With special reference to 1 In a first approach, an empirical formula is used, which was developed from the experimental data for different materials: DAS = a · DCS + b (1) where a and b are material constants while in a second approach a physically based (ie theoretical) equation is used: DAS = (1 - V _eu ) · DCS (2) where V _{eu is} the actual volume fraction of eutectic phases in a local microstructure. In the present context, since it is difficult and impractical to measure the actual volume fraction V _eu , a measured area fraction (which can be readily determined using the image analyzer) is used as an equivalent. It is clear that there is a small difference between the two, since the measured area fraction is a two-dimensional representation of the eutectic phase, whereas the volume fraction V _{eu is} a three-dimensional representation. Nevertheless, the measured area fraction provides sufficient accuracy (from a statistical point of view, if all particles of the eutectic phase are spherical, the measured area fraction corresponds to the volume fraction).

This second approach would provide robust and automated DAS measurements in dendritic microstructures of metal castings not only for product quality control but also for product performance and durability analysis. In the empirical or physically based (ie theoretical) approach of the above Eq. (1) and (2), DAS can be used in a dendritic structure of cast aluminum alloys, such as aluminum alloys. For example, A356 and 319 are determined automatically from the measurement of one or both of DCS and the eutectic volume fraction V _eu . Similarly, in Eq. (2) V _eu = k · f _eu , where f _{eu is} the theoretical volume fraction of the eutectic phase of the alloy (under equilibrium conditions) and k (> 1) is a coefficient for taking into account the increase in volume fraction of eutectic phases with increasing solidification (cooling) velocity ( ie with decreasing DAS).
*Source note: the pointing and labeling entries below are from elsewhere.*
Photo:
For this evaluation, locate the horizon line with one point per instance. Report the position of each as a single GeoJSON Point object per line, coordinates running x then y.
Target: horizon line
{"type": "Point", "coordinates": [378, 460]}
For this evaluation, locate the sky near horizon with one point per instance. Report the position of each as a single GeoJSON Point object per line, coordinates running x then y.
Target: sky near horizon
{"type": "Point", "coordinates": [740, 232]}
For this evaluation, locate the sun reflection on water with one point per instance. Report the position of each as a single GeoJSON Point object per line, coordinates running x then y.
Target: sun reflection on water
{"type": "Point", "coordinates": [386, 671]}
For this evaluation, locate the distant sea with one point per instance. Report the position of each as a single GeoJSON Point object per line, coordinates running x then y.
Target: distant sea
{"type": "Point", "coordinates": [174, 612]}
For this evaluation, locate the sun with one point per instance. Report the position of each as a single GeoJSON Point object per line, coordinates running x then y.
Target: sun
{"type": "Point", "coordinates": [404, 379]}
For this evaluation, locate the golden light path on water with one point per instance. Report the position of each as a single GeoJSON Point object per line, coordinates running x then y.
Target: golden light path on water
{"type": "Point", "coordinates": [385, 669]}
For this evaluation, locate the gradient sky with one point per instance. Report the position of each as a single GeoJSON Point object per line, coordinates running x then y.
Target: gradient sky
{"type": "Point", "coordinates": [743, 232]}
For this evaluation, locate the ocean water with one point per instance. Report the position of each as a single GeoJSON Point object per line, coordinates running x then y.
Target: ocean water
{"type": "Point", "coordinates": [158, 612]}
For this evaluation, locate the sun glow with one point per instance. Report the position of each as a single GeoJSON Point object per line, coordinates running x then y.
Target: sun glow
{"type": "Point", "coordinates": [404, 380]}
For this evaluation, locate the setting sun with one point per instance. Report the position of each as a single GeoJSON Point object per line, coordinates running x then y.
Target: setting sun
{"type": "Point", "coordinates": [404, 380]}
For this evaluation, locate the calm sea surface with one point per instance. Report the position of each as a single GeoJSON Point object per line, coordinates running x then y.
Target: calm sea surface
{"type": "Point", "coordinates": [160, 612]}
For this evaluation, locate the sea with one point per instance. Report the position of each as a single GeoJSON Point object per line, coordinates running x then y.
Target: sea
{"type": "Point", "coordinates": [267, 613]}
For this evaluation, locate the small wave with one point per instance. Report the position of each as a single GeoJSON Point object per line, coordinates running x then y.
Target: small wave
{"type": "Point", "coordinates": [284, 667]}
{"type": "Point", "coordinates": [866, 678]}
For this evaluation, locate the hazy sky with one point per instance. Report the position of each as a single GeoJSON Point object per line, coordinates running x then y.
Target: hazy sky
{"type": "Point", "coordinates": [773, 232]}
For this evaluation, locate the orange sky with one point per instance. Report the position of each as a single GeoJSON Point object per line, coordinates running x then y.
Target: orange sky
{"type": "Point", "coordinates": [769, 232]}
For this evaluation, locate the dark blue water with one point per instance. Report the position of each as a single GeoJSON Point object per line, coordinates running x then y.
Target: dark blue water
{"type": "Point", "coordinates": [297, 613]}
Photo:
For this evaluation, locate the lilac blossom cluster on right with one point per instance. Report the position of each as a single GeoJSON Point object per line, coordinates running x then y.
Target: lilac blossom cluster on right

The invention discussed herein is particularly well suited for hypoeutectic metals (ie, those having a dendritic structure). The present invention significantly aids in eliminating tedious, time-consuming manual measurement of DAS, as well as reducing operator-dependent errors, otherwise a relatively large standard deviation (typically on the order of ± 20%) may be present. This, in turn, provides more accurate and reliable DAS data, and also saves lab technician time and costs. In a special form, a microprobe is taken, which then automatically in an image analyzer 300 using DCS _li , DCS _ed or the algorithmic combination of the eutectic Volume fraction and dendrite aspect ratio as shown below in Eq. (5), analyzed for DCS. The measured DCS value is then converted to DAS in accordance with either the empirical or the physical based (ie theoretical) approach discussed above. Significantly, the method of the present invention would provide robust and automated measurements of DAS in dendritic microstructures of metal castings that can be used not only for product quality control but also for product performance and durability analysis.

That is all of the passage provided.